How data lakes are revolutionizing information management

Big Data Meets Data Lake: Big Data, Their Challenges and Data Lake Architectures as a Solution

The role that data plays today is undeniable: it has a profound impact on our lives and permeates many aspects of it. The importance of the exponential increase in data availability was clearly recognized in the early 2000s. People started talking about big data and, more importantly, realized that the specific characteristics of big data pose challenges that require the use of specific technologies that are radically different from those offered by the software industry up to that point. Data lakes provide an answer to the challenges of big data.

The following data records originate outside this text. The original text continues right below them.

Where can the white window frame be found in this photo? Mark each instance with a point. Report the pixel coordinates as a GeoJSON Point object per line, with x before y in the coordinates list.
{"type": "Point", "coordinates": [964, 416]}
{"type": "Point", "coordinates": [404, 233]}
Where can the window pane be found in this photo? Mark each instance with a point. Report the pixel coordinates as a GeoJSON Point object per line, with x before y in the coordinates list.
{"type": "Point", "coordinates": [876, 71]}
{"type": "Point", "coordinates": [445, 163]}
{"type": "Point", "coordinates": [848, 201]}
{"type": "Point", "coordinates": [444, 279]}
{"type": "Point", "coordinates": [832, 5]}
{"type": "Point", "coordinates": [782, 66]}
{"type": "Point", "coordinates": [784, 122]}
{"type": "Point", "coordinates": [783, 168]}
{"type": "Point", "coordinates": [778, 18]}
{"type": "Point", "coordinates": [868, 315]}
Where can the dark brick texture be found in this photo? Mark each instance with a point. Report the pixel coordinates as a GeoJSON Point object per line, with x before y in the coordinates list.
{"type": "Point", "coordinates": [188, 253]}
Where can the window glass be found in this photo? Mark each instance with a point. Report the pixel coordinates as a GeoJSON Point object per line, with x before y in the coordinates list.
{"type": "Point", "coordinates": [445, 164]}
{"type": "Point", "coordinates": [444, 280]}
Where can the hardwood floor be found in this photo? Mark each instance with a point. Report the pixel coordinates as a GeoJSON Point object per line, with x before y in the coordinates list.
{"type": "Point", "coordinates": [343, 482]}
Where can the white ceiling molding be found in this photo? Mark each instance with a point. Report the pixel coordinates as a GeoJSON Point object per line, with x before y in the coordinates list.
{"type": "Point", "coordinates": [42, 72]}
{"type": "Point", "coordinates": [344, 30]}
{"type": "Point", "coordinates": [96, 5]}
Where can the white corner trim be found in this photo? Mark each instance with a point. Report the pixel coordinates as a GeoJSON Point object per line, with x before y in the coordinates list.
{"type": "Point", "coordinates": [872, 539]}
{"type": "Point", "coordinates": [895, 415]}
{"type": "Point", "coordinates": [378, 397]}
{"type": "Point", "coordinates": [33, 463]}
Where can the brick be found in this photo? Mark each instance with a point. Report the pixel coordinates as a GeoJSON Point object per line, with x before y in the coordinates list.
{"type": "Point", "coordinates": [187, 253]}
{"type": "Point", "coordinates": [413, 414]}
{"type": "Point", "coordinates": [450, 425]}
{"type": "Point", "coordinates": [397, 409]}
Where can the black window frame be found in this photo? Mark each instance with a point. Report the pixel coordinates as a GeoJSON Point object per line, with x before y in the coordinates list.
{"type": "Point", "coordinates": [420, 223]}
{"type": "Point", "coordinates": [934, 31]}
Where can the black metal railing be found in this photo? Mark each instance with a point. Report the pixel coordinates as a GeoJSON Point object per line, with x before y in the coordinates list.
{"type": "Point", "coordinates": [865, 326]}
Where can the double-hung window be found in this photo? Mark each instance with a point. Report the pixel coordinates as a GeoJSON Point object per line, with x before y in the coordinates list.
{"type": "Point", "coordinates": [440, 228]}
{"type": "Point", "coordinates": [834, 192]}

In this context, we introduce big data and its challenges, and then focus on data lakes as a possible solution. Finally, we review the major architectural blueprints for data lakes that have emerged over the past 10 years.

Big Data

Over the past three decades, the development of new information technologies has made it possible to cost-effectively produce an ever-increasing volume of structured, semi-structured, and unstructured data from a variety of sources at an accelerating rate per unit of time. This data is commonly referred to as big data. Big data has opened up new possibilities in the field of business intelligence, allowing analytical models for predictive and prescriptive purposes to be combined with those for descriptive and diagnostic needs, also thanks to recent advances in the field of machine learning.

The research attributed this development trend mainly to five socio-technological factors [1]:

The development of increasingly inexpensive data storage media, sensors, and smart devices,
The emergence of social networks, multiplayer video games, and the Internet of Things,
The emergence of cloud computing and major advances in multi-core CPUs,
The availability of open-source software,
The democratization of data, i.e., making it available to a wide range of users regardless of their technical skills and computing resources.

In the late 1950s, Hans Peter Luhn recognized this phenomenon and coined the term business intelligence. However, it wasn't until the early 2000s that industry and academia began to converge on the key aspects of big data and the terminology to describe it [38]. In 2001, Doug Laney, then a Data & Analytics Strategy Innovation Fellow at Gartner [23], wrote: “Big data is high-volume, high-velocity, and/or high-variety information assets that require cost-effective, innovative forms of information processing that enable improved insight, decision making, and process automation” [22, 35]. This quote has become a catchphrase. It is important to note that the three characteristics that Laney ascribes to Big Data, namely high volume, high velocity, and high variety (also known as the 3 Vs), are not enough to make data Big Data: it is necessary that it serves as a support for business process automation, for the generation of business insights, and for the facilitation of decision-making processes [35].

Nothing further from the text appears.